July 3, 2007
Gravitational Vortex Power Plant

In a fairly radical departure from the principles that normally govern hydroelectric power generation, Austrian engineer Franz Zotlöterer has constructed a low-head power plant that makes use of the kinetic energy inherent in an artificially induced vortex. The water's vortex energy is collected by a slow moving, large-surface water wheel, making the power station transparent to fish - there are no large pressure differences built up, as happens in normal turbines.

The aspect of the power plant reminds a bit of an upside-down snail - through a large, straight inlet the water enters tangentially into a round basin, forming a powerful vortex, which finds its outlet at the center bottom of the shallow basin. The turbine does not work on pressure differential but on the dynamic force of the vortex. Not only does this power plant produce a useful output of electricity, it also aerates the water in a gentle way. Indeed, the inventor was looking for an efficient way to aerate the water of a small stream as he hit upon this smart idea of a plant that not only gives air to the medium but also takes from it some of the kinetic energy that is always inherent in a stream.

Of course the use of water vortices has been pioneered by another Austrian - Viktor Schauberger, who was also known as the "water wizard". He floated hard-to transport heavy logs from remote regions of the Austrian forests, not accessible at the time by streets, to where they would be milled and processed. The feat was accomplished by carefully regulating the water's temperature and by inducing a rolling, longitudinal vortex motion in the water.

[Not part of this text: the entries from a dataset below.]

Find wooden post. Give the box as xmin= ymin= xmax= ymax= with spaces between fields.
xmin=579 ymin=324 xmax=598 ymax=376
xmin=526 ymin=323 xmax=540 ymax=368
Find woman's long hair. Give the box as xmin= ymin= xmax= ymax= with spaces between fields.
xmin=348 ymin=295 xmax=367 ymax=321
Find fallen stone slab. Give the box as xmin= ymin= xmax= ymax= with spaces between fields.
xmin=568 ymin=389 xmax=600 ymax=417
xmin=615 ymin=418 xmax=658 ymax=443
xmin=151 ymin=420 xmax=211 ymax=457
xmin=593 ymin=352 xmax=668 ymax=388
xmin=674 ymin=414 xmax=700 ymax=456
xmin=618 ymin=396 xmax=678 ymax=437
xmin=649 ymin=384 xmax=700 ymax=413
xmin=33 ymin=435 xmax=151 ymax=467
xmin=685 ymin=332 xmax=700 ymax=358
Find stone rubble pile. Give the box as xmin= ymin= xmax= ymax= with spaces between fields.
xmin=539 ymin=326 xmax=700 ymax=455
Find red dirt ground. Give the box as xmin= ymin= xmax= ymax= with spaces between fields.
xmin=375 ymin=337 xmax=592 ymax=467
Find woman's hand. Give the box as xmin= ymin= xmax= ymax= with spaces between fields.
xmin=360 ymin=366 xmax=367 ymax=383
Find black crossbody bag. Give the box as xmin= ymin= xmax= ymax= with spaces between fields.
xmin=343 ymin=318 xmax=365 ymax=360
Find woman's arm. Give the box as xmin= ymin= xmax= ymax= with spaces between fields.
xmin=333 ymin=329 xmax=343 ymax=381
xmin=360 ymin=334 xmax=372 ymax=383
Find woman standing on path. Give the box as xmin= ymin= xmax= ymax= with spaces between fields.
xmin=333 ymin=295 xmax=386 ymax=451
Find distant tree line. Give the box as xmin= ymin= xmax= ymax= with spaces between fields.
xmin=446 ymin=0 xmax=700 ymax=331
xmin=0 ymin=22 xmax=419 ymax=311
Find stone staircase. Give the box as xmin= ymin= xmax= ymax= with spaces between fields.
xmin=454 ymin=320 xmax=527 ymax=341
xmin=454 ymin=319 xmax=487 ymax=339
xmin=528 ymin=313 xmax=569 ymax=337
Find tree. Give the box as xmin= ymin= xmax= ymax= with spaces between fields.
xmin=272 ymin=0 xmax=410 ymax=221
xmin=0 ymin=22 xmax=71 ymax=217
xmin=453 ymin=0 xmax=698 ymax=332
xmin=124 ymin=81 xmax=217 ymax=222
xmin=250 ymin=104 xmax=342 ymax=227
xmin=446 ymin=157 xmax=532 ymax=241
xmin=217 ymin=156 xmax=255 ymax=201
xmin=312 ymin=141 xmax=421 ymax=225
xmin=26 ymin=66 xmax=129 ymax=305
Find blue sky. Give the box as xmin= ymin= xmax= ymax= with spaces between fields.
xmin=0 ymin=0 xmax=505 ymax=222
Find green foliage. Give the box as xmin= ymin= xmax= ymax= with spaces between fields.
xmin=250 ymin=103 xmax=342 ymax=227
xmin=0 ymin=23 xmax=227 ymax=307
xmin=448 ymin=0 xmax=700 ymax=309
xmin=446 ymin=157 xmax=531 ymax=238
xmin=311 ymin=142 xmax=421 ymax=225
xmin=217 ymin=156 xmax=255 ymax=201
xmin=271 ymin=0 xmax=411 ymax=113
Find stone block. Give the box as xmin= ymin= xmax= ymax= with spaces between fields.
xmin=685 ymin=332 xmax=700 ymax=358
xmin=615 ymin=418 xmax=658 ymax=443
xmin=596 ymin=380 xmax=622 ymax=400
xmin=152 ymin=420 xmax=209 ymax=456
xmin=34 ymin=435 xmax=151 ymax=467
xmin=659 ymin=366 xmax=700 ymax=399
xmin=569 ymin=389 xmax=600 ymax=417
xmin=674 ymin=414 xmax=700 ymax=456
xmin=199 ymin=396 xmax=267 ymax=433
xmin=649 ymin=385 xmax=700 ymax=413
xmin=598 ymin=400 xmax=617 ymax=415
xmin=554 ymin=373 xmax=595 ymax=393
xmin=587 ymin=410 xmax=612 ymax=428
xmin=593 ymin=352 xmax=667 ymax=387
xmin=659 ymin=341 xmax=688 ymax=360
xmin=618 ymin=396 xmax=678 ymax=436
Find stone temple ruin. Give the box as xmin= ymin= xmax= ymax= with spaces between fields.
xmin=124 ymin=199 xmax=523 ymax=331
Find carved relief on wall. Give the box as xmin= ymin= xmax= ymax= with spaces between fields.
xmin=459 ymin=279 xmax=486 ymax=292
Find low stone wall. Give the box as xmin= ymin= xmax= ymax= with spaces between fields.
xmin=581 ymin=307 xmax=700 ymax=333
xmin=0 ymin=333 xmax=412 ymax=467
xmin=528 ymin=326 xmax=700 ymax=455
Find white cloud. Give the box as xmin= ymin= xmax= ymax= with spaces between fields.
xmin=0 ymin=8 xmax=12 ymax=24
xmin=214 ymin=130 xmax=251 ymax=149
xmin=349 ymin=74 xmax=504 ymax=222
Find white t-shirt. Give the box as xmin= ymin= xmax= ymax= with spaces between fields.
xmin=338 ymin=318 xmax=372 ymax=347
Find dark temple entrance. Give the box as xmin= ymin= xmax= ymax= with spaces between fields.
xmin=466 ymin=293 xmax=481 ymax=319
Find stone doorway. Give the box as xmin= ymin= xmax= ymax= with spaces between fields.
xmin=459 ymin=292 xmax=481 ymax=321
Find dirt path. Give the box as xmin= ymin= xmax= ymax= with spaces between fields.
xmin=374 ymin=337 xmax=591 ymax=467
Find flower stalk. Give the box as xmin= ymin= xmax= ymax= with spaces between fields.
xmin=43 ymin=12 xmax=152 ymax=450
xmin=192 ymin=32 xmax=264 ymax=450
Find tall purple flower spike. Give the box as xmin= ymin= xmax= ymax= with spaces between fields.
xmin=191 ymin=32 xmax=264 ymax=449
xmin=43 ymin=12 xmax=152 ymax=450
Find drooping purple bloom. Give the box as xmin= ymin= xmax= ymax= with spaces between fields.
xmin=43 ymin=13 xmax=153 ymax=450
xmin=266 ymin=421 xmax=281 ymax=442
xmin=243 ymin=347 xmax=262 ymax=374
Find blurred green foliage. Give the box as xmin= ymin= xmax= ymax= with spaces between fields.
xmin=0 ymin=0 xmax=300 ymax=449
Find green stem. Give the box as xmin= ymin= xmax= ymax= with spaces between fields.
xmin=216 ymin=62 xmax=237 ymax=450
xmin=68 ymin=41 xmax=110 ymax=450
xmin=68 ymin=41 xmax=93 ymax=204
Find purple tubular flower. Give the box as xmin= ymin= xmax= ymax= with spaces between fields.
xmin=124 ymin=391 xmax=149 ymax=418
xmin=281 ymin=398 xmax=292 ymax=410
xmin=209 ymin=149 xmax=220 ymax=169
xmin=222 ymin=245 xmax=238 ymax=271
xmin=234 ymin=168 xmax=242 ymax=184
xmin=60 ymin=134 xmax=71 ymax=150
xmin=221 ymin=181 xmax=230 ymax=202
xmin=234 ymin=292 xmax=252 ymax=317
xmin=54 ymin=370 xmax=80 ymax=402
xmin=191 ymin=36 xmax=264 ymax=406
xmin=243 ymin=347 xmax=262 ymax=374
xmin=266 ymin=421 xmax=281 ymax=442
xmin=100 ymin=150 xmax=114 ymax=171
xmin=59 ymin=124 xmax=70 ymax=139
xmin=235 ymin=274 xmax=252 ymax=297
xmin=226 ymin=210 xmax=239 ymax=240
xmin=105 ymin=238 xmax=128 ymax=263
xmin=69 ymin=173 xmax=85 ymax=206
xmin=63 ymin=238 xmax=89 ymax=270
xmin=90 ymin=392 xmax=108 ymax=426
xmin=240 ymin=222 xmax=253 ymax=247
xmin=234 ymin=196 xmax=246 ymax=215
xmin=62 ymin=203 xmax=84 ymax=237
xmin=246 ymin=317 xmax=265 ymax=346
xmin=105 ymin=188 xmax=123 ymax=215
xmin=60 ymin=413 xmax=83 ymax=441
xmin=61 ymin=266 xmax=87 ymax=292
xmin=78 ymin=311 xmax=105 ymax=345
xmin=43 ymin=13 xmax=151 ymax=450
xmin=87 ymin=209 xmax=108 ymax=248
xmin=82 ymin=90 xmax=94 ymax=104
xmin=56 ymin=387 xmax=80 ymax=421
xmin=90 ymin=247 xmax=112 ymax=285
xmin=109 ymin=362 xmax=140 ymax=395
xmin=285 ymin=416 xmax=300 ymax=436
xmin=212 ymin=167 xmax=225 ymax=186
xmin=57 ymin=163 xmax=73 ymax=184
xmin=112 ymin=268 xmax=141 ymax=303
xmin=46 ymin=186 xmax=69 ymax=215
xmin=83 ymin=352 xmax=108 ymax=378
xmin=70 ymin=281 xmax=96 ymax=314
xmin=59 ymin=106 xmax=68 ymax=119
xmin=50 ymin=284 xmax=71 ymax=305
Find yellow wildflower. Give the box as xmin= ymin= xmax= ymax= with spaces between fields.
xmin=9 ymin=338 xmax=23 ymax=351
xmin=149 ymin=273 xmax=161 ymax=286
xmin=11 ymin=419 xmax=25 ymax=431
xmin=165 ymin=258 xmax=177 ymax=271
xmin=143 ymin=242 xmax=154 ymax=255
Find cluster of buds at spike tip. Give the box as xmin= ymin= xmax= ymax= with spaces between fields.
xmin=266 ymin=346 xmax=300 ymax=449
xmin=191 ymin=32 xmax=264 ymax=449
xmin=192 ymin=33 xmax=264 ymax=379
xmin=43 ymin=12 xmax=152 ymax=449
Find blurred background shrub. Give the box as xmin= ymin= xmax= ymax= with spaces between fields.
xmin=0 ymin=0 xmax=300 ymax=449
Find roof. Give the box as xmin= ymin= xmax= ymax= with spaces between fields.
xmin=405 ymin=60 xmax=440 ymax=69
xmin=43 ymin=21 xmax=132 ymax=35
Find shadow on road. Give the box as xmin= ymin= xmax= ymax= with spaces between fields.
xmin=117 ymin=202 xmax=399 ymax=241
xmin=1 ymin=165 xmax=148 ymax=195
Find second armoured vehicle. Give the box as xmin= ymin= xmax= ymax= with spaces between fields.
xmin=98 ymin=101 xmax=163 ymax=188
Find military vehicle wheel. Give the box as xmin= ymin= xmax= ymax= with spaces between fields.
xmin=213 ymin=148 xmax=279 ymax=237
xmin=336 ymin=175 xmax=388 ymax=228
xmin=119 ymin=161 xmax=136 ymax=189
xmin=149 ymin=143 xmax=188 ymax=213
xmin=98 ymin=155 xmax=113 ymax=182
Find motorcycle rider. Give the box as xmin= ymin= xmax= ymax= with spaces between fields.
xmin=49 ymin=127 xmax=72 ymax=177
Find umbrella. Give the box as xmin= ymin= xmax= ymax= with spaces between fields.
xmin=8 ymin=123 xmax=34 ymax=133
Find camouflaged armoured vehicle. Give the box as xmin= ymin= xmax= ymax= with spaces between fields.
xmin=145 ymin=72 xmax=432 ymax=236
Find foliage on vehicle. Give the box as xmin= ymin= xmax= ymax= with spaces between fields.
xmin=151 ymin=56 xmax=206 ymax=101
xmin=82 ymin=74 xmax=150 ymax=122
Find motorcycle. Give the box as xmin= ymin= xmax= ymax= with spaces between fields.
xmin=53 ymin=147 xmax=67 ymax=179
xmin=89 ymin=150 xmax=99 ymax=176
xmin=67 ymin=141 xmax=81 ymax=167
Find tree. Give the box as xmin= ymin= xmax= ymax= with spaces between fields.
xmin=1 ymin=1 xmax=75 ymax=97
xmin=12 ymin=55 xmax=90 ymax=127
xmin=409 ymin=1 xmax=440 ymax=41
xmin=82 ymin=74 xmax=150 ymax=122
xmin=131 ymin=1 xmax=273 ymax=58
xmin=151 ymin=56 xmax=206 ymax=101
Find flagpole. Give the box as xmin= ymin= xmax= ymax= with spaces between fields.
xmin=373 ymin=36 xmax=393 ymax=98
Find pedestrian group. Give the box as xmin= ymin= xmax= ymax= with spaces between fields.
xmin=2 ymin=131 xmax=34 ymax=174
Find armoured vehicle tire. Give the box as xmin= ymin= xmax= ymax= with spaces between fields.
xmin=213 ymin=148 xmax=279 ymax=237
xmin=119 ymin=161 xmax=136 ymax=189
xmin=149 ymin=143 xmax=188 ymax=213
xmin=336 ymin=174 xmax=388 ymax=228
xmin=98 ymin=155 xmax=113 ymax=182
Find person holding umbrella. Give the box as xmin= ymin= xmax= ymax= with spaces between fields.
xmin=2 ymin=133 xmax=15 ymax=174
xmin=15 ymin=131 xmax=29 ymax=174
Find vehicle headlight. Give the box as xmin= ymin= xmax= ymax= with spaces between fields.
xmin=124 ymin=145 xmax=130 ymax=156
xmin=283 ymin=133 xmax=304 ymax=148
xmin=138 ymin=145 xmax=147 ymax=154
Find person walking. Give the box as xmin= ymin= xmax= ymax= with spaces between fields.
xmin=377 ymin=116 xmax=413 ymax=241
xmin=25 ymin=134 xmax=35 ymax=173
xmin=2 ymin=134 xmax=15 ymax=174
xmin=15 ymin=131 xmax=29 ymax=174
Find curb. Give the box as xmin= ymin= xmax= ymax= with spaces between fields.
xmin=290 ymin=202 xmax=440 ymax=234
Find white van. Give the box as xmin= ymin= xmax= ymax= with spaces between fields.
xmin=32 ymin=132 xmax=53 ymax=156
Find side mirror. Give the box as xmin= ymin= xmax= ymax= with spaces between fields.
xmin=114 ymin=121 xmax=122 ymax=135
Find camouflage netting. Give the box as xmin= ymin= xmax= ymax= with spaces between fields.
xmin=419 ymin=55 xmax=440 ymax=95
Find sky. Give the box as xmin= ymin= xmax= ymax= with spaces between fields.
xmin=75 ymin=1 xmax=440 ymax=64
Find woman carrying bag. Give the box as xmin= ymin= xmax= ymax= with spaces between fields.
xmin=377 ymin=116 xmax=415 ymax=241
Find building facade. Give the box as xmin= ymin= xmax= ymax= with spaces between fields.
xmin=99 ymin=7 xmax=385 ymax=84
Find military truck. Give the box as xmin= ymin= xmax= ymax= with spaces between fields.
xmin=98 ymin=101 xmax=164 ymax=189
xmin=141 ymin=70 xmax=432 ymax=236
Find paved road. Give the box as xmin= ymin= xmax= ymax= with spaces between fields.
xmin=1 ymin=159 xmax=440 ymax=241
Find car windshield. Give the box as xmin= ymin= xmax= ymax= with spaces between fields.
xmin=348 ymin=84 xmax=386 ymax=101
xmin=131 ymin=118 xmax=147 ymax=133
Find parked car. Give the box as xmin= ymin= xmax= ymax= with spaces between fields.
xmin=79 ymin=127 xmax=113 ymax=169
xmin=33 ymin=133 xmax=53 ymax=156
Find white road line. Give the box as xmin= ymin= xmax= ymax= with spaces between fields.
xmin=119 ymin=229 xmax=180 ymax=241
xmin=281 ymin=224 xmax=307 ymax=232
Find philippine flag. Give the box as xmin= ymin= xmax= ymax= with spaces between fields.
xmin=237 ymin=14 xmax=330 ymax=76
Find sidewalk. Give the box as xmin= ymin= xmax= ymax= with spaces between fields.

At one point, Schauberger took out a patent on a turbine he invented, that made use of vortex dynamics. An article about that turbine of Schauberger's which I wrote way back in the 90s can be found here. The turbine wheel was designed in the form of a cone with a cork screw pattern, and it was fast running. Quite different from the turbine of Zotlöterer which is optimized for aerating the water, rather than for production of power.

Still, Zotlöterer's results are quite respectable. The cost of construction for his plant was half that of a conventional hydroelectric installation of similar yield and the environmental impact is positive, instead of negative.